Sebut aja kaya acara nyanyi- nyanyi yang lagi tren sekarang Indonesi*n Idol, atau yang paling cihuy mic pelun*s*n hut*ang,
Pasti sering kepikiran, kok bisa sih suka sama reality show yang ditayangin di TV?
Buat ngejawab rasa penasaran ini, langsung aja cek artikel di sokin,
Ilustrasi menonton reality show.
© Makistock /Shutterstock
Quote:
Tayangan di televisi seperti Keeping Up With The Kardashian, Indonesian Idol, pun Mikrofon Pelunas Hutang dan semacamnya punya satu kesamaan, menjual realitas dan menawarkan eskapisme pada pemirsanya.

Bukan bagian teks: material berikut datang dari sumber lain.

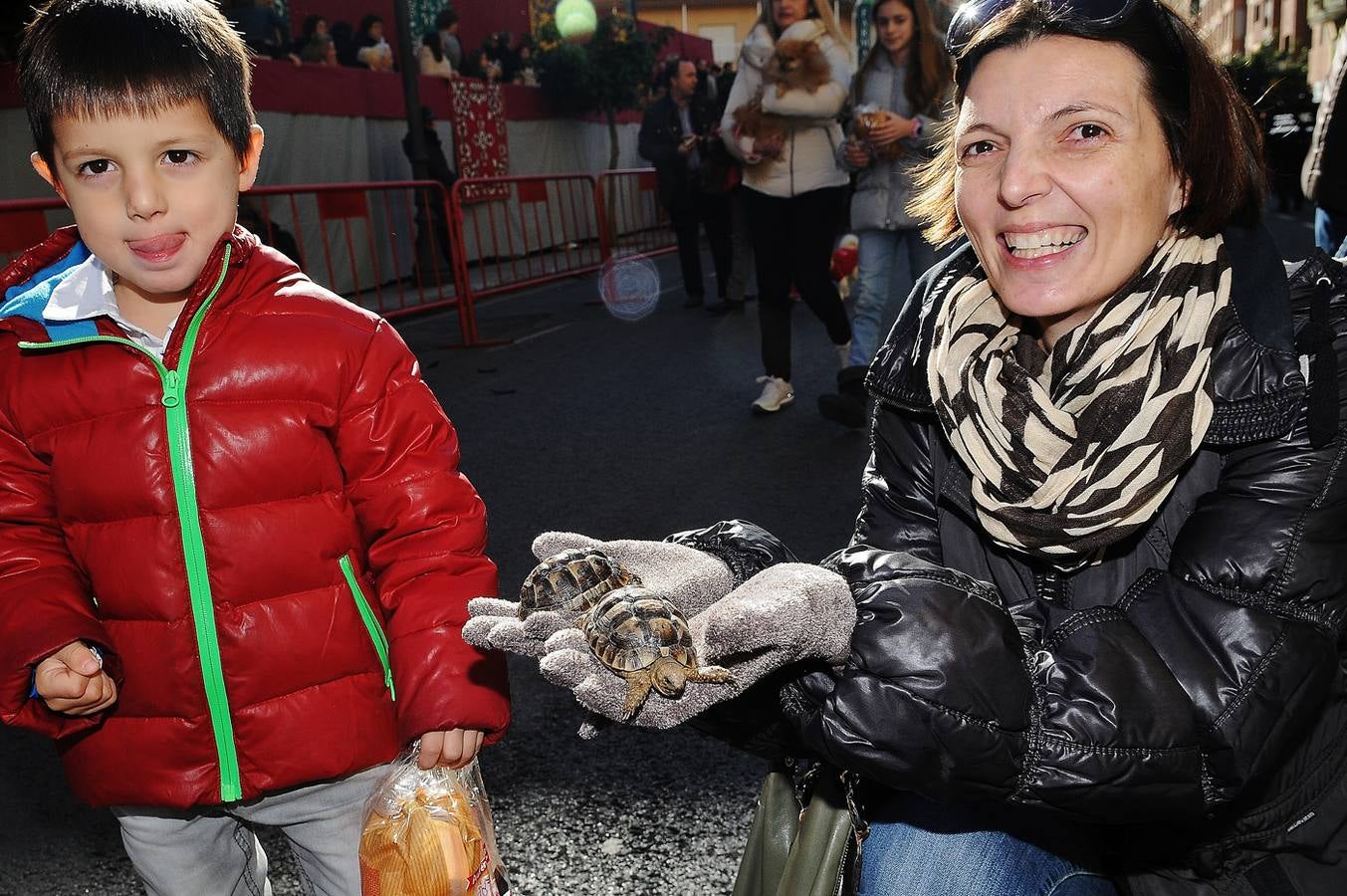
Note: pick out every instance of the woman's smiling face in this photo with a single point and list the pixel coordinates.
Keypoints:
(1064, 182)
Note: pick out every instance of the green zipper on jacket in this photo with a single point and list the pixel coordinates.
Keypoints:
(366, 613)
(189, 515)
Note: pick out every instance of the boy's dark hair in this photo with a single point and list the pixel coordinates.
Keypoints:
(87, 58)
(1214, 139)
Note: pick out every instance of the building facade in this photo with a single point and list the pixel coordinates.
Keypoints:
(725, 23)
(1326, 19)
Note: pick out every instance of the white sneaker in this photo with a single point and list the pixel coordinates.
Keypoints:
(775, 396)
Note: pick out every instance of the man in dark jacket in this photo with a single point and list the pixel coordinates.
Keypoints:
(1324, 174)
(431, 209)
(678, 135)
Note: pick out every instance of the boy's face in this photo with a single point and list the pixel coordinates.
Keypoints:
(151, 194)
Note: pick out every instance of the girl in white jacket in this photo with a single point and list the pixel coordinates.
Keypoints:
(793, 187)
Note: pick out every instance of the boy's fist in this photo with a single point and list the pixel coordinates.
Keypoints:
(72, 681)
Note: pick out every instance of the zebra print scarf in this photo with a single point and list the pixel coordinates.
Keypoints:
(1074, 450)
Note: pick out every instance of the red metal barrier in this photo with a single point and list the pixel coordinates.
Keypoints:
(25, 222)
(633, 220)
(407, 245)
(384, 244)
(545, 228)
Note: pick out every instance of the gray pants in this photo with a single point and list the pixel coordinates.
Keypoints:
(214, 853)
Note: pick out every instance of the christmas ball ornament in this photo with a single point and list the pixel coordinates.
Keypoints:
(575, 20)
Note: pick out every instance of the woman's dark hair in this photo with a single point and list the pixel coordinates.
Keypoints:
(133, 57)
(431, 39)
(930, 73)
(1214, 139)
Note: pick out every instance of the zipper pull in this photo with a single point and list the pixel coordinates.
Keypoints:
(172, 391)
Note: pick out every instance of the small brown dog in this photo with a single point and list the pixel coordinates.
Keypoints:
(797, 65)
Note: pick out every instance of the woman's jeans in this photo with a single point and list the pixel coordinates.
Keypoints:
(889, 263)
(919, 847)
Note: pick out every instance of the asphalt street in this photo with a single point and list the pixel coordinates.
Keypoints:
(617, 430)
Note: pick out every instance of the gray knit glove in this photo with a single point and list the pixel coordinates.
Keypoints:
(786, 613)
(689, 578)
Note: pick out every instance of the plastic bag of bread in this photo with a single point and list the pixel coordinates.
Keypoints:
(430, 833)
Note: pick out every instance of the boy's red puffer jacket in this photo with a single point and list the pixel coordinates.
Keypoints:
(267, 535)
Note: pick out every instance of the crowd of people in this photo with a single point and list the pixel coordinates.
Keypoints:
(439, 53)
(760, 159)
(1087, 633)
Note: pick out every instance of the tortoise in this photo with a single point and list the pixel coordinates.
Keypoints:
(571, 582)
(647, 640)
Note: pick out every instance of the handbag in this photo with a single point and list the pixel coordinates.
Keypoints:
(803, 849)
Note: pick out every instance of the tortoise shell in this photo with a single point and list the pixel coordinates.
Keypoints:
(632, 628)
(571, 582)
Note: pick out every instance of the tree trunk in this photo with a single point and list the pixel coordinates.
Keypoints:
(611, 137)
(610, 194)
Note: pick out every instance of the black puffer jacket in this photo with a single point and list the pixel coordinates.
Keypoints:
(1189, 686)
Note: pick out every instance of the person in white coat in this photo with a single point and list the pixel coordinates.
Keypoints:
(793, 186)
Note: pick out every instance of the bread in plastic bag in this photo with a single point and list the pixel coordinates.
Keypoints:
(430, 833)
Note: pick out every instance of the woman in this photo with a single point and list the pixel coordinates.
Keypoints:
(1099, 570)
(793, 187)
(372, 48)
(905, 79)
(431, 58)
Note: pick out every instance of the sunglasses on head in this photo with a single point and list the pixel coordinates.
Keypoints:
(1097, 14)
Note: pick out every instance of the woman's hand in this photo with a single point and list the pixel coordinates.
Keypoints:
(855, 153)
(889, 129)
(454, 748)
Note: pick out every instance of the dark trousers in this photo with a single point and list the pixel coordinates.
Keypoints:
(698, 210)
(792, 243)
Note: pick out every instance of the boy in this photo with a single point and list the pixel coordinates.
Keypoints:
(232, 529)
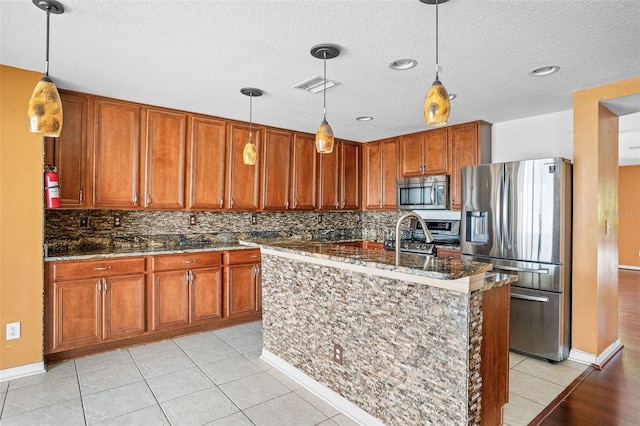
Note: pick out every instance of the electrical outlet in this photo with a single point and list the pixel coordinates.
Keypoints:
(13, 330)
(338, 354)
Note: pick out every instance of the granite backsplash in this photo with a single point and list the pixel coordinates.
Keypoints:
(159, 228)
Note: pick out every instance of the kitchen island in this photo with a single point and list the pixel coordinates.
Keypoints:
(421, 342)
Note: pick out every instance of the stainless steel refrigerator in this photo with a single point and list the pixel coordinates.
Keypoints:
(517, 216)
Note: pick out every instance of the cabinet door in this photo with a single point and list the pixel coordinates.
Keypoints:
(241, 289)
(464, 143)
(116, 154)
(373, 175)
(389, 173)
(77, 314)
(350, 173)
(436, 158)
(166, 137)
(412, 155)
(206, 165)
(243, 181)
(328, 179)
(68, 152)
(303, 173)
(276, 162)
(124, 310)
(206, 294)
(170, 299)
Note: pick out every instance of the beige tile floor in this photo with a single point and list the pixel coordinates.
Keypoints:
(214, 378)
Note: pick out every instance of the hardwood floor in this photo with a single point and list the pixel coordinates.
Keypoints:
(610, 396)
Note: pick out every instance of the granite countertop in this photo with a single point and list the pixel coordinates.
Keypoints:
(103, 253)
(412, 264)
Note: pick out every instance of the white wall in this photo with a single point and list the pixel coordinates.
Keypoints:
(551, 135)
(542, 136)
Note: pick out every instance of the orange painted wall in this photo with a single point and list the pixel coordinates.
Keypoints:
(629, 216)
(21, 221)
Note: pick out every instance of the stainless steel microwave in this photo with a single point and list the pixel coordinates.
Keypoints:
(429, 192)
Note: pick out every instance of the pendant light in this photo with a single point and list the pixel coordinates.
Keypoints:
(324, 135)
(436, 104)
(45, 107)
(249, 153)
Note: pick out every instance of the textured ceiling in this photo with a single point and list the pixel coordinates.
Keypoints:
(197, 55)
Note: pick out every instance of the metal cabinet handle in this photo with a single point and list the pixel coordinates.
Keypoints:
(531, 298)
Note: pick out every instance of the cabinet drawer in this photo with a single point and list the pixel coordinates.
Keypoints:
(97, 268)
(242, 256)
(186, 261)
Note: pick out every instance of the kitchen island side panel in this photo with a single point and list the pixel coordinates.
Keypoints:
(411, 352)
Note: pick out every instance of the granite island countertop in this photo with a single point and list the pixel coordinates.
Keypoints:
(452, 274)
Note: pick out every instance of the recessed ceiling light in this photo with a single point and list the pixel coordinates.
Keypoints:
(403, 64)
(545, 70)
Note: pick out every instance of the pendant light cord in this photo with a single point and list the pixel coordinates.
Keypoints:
(250, 115)
(324, 92)
(437, 40)
(46, 70)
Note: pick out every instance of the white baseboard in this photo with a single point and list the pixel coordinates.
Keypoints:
(22, 371)
(596, 360)
(635, 268)
(332, 398)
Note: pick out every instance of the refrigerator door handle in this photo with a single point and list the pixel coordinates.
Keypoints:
(531, 298)
(506, 211)
(499, 212)
(516, 269)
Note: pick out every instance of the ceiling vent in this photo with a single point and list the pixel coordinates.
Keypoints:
(315, 84)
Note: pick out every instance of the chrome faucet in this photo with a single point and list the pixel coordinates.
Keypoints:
(427, 234)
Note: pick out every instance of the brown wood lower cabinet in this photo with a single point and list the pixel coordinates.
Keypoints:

Tayangan televisi semacam itu terus berkembang dalam berbagai format dan judul karena punya banyak pemirsa, seperti terlihat dari rating-nya. Sehingga yang jadi pertanyaan, mengapa sebagian orang suka sekali tayangan semacam reality show?

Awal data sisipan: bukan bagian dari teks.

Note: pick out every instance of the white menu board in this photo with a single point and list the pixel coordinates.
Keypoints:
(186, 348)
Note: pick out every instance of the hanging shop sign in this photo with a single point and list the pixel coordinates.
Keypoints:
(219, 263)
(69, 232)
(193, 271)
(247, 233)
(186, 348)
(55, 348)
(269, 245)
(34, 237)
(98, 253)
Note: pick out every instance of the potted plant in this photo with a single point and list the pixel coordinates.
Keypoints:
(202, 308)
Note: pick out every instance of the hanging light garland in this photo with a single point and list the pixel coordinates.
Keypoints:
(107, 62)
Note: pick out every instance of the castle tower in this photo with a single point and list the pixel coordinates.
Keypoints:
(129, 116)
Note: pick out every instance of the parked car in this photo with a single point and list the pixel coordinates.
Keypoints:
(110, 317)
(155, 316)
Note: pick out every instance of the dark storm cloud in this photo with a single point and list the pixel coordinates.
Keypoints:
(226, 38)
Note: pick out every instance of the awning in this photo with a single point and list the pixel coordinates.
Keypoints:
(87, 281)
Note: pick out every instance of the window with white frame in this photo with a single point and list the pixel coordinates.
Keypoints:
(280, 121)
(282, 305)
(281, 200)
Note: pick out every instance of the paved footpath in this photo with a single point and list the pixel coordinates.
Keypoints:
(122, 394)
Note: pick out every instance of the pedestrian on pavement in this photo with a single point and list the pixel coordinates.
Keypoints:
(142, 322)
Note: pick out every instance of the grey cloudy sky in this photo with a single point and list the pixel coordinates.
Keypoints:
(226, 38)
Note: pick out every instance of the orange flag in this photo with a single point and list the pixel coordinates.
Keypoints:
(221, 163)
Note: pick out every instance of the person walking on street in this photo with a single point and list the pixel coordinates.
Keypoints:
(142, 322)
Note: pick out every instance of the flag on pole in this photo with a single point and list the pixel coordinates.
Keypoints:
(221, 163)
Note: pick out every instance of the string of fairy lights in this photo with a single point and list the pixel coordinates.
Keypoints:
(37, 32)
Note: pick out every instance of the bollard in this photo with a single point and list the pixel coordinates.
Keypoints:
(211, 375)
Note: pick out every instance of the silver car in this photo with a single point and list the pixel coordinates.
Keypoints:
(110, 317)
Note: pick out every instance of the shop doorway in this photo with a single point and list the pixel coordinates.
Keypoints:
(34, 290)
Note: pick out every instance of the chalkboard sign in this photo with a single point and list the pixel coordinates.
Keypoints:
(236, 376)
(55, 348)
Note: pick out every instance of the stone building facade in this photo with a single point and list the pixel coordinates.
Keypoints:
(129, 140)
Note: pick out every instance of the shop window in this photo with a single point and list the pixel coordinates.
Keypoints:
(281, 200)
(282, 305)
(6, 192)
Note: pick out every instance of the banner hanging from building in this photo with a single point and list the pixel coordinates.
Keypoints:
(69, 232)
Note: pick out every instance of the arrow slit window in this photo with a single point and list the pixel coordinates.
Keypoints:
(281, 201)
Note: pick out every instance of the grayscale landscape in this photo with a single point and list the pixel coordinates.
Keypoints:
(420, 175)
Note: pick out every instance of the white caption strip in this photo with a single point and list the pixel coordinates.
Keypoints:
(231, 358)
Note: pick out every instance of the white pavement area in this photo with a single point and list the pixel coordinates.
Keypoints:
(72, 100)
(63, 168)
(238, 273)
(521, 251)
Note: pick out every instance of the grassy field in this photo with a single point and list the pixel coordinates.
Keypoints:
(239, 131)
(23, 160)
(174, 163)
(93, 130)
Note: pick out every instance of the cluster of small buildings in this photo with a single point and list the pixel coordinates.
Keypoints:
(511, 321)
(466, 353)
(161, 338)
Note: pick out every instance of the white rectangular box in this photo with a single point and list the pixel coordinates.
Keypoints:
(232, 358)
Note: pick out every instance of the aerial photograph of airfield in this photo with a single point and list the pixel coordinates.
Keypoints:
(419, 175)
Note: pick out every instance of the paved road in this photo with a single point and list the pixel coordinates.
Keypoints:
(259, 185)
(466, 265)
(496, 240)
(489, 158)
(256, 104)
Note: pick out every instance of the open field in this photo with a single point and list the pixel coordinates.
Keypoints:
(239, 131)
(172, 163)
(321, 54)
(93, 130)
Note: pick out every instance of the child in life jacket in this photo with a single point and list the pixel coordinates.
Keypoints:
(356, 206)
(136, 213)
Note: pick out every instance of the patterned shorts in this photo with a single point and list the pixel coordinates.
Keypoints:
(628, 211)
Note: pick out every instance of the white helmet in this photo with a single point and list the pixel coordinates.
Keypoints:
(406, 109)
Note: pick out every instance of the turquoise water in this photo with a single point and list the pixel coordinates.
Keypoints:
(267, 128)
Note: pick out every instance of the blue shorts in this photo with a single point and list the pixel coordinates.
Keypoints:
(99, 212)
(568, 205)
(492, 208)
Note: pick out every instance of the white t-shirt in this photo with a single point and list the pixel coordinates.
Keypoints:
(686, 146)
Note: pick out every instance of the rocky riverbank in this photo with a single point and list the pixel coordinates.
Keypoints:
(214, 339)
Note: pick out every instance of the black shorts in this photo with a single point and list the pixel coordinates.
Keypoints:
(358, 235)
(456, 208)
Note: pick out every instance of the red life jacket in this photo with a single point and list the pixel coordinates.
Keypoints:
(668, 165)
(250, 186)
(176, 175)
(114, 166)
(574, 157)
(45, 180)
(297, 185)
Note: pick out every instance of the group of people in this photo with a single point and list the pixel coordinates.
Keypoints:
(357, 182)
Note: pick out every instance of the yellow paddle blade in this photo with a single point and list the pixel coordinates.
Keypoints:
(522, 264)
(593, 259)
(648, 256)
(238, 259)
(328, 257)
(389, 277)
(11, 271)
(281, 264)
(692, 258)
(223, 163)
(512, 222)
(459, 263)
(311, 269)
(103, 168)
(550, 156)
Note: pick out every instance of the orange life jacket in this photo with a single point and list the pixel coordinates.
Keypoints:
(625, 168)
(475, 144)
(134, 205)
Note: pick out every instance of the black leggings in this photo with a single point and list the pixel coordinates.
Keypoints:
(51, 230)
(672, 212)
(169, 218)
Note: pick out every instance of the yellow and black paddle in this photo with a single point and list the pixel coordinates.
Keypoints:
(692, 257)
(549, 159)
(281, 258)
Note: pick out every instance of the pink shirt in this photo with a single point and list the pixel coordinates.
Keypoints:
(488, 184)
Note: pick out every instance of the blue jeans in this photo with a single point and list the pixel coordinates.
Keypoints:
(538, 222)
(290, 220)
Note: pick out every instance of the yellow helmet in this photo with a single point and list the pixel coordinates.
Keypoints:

Salah satu alasannya menurut para pakar adalah karena lewat reality show, orang mendapatkan kesempatan untuk mengintip hidup orang lain. Entah itu selebritas, atau bahkan orang susah.
Seperti dilansir Psychology Today, reality show menawarkan cara yang mudah dan legal untuk aktivitas ini.
Orang-orang ini sadar betul hidup mereka tak sama dengan mereka yang ada dalam tayangan tersebut. Namun, orang-orang tersebut bisa berimajinasi, membayangkan diri jadi bagian dari dunia dalam episode tayangan.
Demikian dijelaskan Dr Carole Lieberman, psikiatri media dan konsultan reality show dalam wawancaranya dengan Hello Giggles.
"Kita merasakan hidup bintang reality show, merasakan pengalaman mereka dari posisi aman di rumah sendiri. Kita tidak benar-benar harus mempertaruhkan hati atau reputasi hidup saat menjalani pengalaman peserta reality show," jelas Dr Lieberman.
Misal, menyaksikan acara Bikin Mewekadalah cara seseorang menemukan kembali orang dekat yang hilang tanpa melalui perjuangan dan kesedihan yang berkepanjangan.
Quote:
Alasan lain mengapa orang suka reality show bisa dibilang menyedihkan. Sebab, itu bisa jadi penanda betapa hubungan yang mereka miliki dengan orang-orang di sekelilingnya dalam kehidupan nyata, tak berjalan baik.
Memang, ini tak selalu berarti orang tersebut salah karena membuat orang di sekitarnya menjauh, sehingga harus mencari pelarian pada tayangan reality show.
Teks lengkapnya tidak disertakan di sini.